As allegations of assault started flying at Leslie faster than he could say, “Now here’s one I did earlier,” his lovable TV persona crumbled. He was suspended by daytime talk show “This Morning,” then sacked, after pictures emerged of him taking cocaine and enjoying a leather-clad threesome with then girlfriend Abi Titmuss.
The threesome’s “guest star,” Jayson Blayde, told a Sunday newsaper that Leslie encouraged him to feel Titmuss’ breasts, saying, “Have a turn. After all, I paid for them.”
One out of the alleged 20 rape charges against Leslie went to court, but was dismissed by the judge after new evidence came to light.
The judge told Leslie that he left the court “completely innocent, and without a stain on [his] character.”
Except for the fact that his TV career was over and the general public thought of him as a nasty, misogynistic sex pervert. Not even Shout will get that out.
For the last five years, Leslie has been making a lucrative, if discreet, living for himself as a property developer in Scotland.
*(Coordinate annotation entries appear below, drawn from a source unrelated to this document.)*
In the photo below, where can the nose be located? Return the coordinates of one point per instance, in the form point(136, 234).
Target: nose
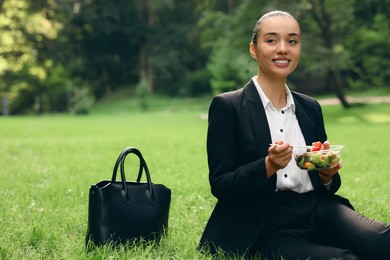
point(282, 47)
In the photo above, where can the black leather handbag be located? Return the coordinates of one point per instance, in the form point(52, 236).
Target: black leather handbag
point(120, 211)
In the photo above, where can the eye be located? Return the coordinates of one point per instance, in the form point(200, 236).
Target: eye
point(270, 41)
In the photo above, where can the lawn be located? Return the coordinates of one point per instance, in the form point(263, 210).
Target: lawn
point(49, 162)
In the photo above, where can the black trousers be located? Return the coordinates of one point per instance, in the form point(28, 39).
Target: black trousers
point(316, 226)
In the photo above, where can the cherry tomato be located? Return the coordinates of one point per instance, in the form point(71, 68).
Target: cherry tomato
point(317, 146)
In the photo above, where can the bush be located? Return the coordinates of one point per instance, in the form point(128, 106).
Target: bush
point(80, 101)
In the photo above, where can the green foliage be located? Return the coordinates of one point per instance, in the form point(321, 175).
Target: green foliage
point(80, 101)
point(181, 47)
point(49, 162)
point(368, 42)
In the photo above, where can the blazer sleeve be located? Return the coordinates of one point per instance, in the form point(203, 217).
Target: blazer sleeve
point(233, 175)
point(316, 113)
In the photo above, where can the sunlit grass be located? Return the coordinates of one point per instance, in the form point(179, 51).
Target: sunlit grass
point(49, 162)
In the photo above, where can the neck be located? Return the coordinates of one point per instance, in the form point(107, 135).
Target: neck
point(274, 89)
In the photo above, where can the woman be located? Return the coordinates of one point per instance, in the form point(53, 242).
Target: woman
point(266, 204)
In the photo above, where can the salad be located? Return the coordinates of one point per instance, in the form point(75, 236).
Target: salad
point(319, 156)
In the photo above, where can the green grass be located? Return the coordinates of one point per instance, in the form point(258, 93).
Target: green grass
point(49, 162)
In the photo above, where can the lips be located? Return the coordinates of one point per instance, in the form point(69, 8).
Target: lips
point(281, 61)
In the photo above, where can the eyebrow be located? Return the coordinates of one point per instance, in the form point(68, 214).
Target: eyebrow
point(275, 33)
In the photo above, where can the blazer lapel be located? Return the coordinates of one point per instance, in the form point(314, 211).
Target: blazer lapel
point(258, 117)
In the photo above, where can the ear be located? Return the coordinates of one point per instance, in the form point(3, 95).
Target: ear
point(252, 50)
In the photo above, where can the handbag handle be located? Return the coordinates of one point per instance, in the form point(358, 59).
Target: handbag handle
point(143, 166)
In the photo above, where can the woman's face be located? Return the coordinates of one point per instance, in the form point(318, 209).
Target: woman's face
point(278, 46)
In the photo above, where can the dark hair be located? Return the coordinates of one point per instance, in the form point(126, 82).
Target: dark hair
point(257, 28)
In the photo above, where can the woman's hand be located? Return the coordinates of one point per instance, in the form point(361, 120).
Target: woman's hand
point(326, 175)
point(278, 157)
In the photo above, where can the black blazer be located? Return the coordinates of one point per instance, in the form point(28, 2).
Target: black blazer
point(238, 139)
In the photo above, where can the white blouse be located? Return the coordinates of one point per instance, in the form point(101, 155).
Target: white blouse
point(284, 126)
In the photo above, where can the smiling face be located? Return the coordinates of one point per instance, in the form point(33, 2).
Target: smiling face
point(278, 46)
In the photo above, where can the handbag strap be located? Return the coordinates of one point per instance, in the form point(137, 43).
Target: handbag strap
point(120, 162)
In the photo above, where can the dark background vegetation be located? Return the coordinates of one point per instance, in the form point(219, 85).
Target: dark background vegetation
point(63, 55)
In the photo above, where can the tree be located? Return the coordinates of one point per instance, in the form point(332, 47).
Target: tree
point(329, 25)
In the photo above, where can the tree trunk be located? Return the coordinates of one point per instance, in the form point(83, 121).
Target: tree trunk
point(324, 21)
point(333, 78)
point(146, 71)
point(5, 105)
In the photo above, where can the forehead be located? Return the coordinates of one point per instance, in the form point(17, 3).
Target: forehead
point(280, 24)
He’s also said to have accumulated a personal fortune of £4 million, with which he enjoys his relatively quiet lifestyle.
However, as yet another rape allegation emerges, it probably won’t be long before we see him on Celebrity Love Island or Big Brother.
Is this, as John Leslie calls it, “the mother of all stitch ups”? Or is it just a cunning ploy to reinsert himself into the cultural zeitgeist? Only time will tell.